Cherry Tree at Harvard

Gary King
Faculty, Methods and Formal Theory

Overview: Election surprises are hardly surprising. Unexpected challengers, deaths, retirements, scandals, campaign strategies, real world events, and heresthetical maneuvers all conspire to confuse the best models. Quantitative researchers usually model district-level elections with linear functions of measured covariates, to account for systematic variation, and normal error terms, to account for surprises. However, although these models work well in many situations they can be embarrassingly overconfident: Events that commonly used models indicate should occur once in 10,000 elections occur almost every year, and even those which the model indicates should occur once in a trillion-trillion elections are sometimes observed. We develop a new general purpose statistical model of district-level legislative elections, validated with extensive out-of-sample (and distribution-free) tests.
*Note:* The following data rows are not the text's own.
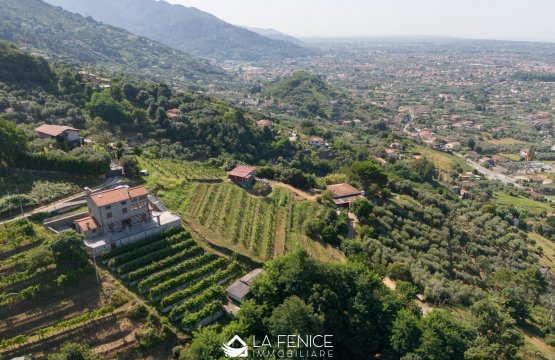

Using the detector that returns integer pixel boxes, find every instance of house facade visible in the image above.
[35,124,81,147]
[307,136,328,147]
[74,186,152,238]
[227,166,256,189]
[327,183,364,206]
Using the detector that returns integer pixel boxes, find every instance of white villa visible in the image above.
[73,186,181,252]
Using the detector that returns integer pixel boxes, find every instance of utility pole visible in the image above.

As an illustration, we use this model to generate the first ever correctly calibrated probabilities of incumbent losses in US Congressional elections, one of the most important quantities for evaluating the functioning of a representative democracy. Analyses lead to an optimistic conclusion about American democracy: Even when marginals vanish, incumbency advantage grows, and dramatic changes occur, the risk of an incumbent losing an election has been high and essentially constant from the 1950s until the present day.